SBT developers can use
```sbt
libraryDependencies += "com.intel.analytics.bigdl" % "bigdl-dllib-spark_2.4.6" % "2.0.0"
```

##### **2.1.2 Nightly Build**

Currently, BigDL nightly build is hosted on [SonaType](https://oss.sonatype.org/content/groups/public/com/intel/analytics/bigdl/).
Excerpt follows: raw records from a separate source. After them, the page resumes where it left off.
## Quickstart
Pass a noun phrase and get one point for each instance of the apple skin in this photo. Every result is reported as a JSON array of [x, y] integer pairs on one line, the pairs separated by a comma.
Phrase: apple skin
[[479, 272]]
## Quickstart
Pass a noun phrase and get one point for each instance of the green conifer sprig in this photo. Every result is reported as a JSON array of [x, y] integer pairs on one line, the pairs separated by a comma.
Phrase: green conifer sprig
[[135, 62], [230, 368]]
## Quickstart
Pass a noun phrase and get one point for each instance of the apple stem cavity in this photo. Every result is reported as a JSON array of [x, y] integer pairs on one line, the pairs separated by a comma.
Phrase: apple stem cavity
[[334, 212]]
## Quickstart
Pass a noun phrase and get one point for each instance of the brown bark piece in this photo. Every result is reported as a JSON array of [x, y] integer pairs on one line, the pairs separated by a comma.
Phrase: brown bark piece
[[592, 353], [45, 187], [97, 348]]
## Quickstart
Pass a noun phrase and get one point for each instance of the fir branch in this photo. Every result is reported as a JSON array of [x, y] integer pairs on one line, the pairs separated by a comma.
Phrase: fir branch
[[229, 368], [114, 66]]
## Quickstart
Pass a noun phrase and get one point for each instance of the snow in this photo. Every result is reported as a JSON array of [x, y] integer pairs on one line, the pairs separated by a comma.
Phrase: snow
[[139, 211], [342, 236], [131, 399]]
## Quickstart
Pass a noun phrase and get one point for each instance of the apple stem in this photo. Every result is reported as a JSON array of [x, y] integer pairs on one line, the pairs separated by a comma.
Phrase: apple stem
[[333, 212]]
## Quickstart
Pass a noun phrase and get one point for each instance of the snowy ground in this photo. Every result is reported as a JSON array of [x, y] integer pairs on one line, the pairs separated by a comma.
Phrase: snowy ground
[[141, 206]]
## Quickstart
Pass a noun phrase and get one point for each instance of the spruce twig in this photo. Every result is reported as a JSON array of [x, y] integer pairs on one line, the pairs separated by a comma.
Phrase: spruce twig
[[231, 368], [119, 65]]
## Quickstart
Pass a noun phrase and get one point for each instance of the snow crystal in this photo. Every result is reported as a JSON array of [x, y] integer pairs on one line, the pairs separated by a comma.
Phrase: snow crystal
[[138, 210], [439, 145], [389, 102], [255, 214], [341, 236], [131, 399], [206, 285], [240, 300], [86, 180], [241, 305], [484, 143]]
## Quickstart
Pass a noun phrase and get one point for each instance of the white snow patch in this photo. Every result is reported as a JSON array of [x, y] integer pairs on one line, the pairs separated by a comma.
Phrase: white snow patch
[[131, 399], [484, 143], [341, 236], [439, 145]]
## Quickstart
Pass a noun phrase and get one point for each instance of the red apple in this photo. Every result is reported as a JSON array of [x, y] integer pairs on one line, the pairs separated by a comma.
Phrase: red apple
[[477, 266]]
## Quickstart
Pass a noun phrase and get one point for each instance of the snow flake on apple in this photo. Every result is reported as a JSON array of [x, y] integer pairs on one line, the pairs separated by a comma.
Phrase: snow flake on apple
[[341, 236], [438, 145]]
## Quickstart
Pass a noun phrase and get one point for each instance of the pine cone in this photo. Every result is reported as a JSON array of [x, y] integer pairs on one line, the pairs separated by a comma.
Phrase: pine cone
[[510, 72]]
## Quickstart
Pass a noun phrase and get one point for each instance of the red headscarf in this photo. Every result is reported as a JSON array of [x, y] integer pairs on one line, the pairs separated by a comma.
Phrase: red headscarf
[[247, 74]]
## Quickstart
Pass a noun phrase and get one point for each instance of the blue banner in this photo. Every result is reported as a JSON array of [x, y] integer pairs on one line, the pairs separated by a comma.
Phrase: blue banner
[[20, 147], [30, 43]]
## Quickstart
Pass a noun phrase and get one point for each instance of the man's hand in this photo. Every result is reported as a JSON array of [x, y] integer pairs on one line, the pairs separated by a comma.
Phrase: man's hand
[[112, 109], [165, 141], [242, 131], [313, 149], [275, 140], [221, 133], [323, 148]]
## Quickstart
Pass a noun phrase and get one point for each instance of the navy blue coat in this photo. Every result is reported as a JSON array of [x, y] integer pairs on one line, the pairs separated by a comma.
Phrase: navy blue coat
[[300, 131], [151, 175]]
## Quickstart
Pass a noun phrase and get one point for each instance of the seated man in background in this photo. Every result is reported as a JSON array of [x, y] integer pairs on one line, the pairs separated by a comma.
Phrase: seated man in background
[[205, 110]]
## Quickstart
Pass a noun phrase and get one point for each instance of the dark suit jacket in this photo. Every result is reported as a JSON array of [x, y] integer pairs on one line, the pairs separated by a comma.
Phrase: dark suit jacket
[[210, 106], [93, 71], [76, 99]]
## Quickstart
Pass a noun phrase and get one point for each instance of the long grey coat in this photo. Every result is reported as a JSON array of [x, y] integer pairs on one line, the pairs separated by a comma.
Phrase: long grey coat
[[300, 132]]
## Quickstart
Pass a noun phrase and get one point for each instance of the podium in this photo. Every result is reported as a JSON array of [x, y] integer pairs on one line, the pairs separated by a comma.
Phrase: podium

To link your application with the latest BigDL nightly build, you should add some dependencies like [official releases](#11-official-release), but change `2.0.0` to the snapshot version (such as 0.14.0-snapshot), and add below repository to your pom.xml.


```xml
<repository>
    <id>sonatype</id>
    <name>sonatype repository</name>
    <url>https://oss.sonatype.org/content/groups/public/</url>
    <releases>
        <enabled>true</enabled>
    </releases>
    <snapshots>
        <enabled>true</enabled>
    </snapshots>
</repository>
```

SBT developers can use
```sbt
resolvers += "ossrh repository" at "https://oss.sonatype.org/content/repositories/snapshots/"
```


#### **2.2 Build a Scala project**
To enable BigDL in project, you should add BigDL to your project's dependencies using maven or sbt. Here is a [simple MLP example](https://github.com/intel-analytics/zoo-tutorials/tree/master/scala/SimpleMlp) to show you how to use BigDL to build your own deep learning project using maven or sbt, and how to run the simple example in IDEA and spark-submit.